I'm writing an essay for an english class about Alice Munro's short story: "The Bear Came Over the Mountain", which is a story about a man who's wife develops Alzhiemers and is committed to an institution. At one point in the story, the man's wife ends up in a sort of "relationship" with another elderly psychiatric patient in the institution, and then the man visits the institutionalized' man's wife and they develop their own sort of relationship. When considering different topics I could examine and analyze (it is an open essay), it occured to me that I could focus on this particular love "rectangle" and write about the psychology of this phenomenon and what it means in the context of the story and in the context of mental handicaps. I've noticed that this partner exchange sort of situation occurs relatively often in society. It is usually temporary, but it seems to happen in all types of relatinoships. My best friend and I once met another two guys who had a similar sort of relationship and then we each started hanging out more with one of the members of the other duo and the situations sort of exchanged for a while. And of course, in sexual relationships, partner exchange is usually called swining. And it occurs in politics, in friendships and in all sorts of other relatinoships. Basically, I'm talking about when person A & B meet person C & D and person a & c start a relationship with each other, while person b & d start their own. ---- What I wanted to know is whether there is a particular word or 'term', other than "partner exchange" for this phenomenon. And if any of you have come accross any other examples of it (particularly in literature but insight from your own live's anecdotal situations would also be beneficial) or any psychological analysis if it. Thoughts on the psychology of partner exchange? why does this happen? What does it mean? What sort of emotions do you think would be involved in a partner exchange involving two couples, each with one mentally handicapped member and one member of sane mental state? Just lookin' for some help brainstorming... thanks
The two situations you cite are different. You, you friend and the other couple were exchanging without any loss. In the story, the non-institutionalized spouses were replacing what the Alzheimer's had taken from them. Your real life was about expanding relationships, the story is about replacing people in a diminishing relationship. (Were I writing your essay, I would use a more complete, more PC, term than "diminishing" to describe the situation. Perhaps "contracting")
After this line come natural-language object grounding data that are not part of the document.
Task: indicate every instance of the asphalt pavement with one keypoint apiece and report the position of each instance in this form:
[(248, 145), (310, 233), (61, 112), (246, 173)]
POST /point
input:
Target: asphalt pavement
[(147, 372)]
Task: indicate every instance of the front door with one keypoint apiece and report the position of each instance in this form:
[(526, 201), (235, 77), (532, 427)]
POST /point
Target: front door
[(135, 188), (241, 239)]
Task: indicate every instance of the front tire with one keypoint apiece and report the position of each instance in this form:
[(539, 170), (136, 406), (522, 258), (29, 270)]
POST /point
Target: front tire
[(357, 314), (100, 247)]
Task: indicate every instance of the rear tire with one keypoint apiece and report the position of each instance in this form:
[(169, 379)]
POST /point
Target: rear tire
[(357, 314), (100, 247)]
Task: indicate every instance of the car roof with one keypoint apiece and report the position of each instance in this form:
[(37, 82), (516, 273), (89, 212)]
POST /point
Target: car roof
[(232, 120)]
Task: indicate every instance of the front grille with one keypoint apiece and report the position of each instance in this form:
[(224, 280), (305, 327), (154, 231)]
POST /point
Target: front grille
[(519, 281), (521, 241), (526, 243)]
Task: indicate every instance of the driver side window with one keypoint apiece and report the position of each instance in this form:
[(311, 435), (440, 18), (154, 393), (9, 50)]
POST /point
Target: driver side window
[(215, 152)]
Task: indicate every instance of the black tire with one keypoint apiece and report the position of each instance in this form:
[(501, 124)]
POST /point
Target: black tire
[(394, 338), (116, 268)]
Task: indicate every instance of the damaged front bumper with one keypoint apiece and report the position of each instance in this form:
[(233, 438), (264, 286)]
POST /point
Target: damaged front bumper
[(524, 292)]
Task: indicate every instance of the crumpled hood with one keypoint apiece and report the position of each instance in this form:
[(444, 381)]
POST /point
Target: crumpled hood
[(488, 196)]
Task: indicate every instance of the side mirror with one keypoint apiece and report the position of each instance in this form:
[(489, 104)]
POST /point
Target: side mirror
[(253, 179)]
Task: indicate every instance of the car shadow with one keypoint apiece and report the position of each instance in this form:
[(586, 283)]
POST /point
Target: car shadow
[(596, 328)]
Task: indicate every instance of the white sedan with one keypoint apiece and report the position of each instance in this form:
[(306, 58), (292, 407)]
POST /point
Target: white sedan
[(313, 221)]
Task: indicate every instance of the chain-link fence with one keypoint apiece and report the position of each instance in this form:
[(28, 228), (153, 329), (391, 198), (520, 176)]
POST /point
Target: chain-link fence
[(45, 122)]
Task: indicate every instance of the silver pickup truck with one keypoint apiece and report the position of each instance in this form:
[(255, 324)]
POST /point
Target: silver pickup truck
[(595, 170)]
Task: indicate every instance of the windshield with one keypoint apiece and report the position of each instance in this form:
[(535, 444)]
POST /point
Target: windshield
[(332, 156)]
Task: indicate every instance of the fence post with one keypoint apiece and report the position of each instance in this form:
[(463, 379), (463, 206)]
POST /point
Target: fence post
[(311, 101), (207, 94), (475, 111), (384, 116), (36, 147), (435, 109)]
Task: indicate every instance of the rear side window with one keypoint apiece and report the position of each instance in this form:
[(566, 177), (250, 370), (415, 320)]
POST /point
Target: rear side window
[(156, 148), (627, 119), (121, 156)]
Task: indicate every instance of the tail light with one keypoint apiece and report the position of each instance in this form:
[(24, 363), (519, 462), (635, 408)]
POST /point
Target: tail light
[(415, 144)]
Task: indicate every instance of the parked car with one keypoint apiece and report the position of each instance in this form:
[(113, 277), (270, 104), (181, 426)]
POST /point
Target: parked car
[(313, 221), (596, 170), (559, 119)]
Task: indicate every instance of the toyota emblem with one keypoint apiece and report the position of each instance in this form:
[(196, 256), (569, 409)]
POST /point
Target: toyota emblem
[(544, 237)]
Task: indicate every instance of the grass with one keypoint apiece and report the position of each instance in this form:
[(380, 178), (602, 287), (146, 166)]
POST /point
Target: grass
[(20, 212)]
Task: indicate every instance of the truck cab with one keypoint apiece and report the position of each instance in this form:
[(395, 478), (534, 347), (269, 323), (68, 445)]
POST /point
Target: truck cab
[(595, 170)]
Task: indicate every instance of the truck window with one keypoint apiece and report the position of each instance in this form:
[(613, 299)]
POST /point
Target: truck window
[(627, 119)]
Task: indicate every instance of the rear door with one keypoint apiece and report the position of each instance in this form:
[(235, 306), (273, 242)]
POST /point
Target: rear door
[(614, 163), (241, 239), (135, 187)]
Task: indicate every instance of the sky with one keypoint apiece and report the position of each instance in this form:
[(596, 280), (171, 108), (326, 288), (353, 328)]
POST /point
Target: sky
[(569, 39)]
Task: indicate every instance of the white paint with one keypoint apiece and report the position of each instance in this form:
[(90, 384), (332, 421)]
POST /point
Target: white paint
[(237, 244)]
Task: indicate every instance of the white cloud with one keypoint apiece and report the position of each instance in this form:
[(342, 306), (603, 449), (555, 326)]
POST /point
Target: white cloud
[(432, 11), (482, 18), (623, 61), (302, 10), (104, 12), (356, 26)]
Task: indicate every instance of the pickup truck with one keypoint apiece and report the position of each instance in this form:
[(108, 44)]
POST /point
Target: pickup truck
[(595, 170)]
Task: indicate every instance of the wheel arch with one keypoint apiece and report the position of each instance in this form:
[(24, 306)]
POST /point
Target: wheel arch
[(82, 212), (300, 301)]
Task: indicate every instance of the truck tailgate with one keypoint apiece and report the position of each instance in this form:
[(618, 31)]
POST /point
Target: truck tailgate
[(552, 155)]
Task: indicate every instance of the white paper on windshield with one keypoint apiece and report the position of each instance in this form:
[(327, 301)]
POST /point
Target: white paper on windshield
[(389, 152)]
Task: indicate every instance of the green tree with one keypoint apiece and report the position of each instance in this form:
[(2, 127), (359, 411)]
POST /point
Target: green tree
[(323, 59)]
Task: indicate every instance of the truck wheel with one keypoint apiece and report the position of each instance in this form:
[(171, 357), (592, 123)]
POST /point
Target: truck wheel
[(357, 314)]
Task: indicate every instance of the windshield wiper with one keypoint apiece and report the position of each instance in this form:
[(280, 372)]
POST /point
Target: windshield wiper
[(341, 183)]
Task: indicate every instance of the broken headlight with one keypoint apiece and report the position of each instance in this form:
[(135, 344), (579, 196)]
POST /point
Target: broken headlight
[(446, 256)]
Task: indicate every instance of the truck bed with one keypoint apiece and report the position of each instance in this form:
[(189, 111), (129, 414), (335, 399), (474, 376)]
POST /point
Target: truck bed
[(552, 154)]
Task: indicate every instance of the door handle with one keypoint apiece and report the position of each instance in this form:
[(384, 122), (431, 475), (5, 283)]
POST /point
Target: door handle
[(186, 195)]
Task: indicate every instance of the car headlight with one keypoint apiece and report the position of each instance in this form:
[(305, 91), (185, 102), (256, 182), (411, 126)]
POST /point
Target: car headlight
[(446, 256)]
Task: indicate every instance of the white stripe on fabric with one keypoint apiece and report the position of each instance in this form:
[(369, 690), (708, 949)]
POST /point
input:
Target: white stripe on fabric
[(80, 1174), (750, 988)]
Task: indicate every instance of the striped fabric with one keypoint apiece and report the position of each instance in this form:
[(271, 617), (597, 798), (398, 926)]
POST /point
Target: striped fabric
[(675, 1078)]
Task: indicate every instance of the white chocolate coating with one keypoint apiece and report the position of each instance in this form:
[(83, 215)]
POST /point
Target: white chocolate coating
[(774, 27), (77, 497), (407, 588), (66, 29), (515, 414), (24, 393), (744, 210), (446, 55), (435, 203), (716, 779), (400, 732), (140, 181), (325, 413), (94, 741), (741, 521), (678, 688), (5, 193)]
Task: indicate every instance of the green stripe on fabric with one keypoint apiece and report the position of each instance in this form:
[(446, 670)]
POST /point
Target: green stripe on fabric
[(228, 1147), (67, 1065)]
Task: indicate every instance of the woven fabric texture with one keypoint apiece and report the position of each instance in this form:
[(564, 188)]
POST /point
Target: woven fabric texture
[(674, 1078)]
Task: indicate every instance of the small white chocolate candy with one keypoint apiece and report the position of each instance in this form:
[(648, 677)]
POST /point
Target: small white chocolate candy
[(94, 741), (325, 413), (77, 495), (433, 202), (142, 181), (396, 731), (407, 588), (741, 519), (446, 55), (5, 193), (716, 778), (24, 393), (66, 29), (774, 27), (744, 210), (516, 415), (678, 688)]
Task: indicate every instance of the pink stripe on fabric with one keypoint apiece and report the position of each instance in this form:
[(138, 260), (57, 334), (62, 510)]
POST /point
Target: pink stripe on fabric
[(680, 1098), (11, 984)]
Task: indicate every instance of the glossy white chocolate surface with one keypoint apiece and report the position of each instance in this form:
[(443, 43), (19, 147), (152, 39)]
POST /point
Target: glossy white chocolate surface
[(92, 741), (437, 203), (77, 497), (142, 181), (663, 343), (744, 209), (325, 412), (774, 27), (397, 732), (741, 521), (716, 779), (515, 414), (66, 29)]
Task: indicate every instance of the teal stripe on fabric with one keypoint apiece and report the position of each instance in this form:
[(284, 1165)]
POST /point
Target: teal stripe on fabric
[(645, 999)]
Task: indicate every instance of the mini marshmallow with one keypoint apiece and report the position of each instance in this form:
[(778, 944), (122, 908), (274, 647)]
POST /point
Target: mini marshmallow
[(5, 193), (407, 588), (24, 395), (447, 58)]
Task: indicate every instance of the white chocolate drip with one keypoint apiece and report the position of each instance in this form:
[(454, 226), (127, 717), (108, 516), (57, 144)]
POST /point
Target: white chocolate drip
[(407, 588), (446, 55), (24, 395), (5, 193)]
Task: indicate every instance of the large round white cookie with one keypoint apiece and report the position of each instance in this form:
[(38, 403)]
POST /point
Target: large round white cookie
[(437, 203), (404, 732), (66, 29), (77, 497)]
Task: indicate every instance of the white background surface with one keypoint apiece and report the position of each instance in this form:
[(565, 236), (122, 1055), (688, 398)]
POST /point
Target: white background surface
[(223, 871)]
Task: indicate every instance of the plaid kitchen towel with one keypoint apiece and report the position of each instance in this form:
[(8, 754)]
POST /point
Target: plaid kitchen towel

PC is evil. DOWN WITH PC ...and nvm I wrote the essay and handed it in already. Just thought I should remind you that PC is evil
PC may be evil, but if a non-PC term diverts the readers attention to an aspect that you aren't emphasizing, good writing requires that you find a synonym. My use of "PC" is a good example, I should have realized PC is a loaded term and avoided it, but I didn't and you focused on that term rather than my idea of contrasting the Alzheimer's situation transfer of affection vs. the swinging situation's expanding affection. My bad.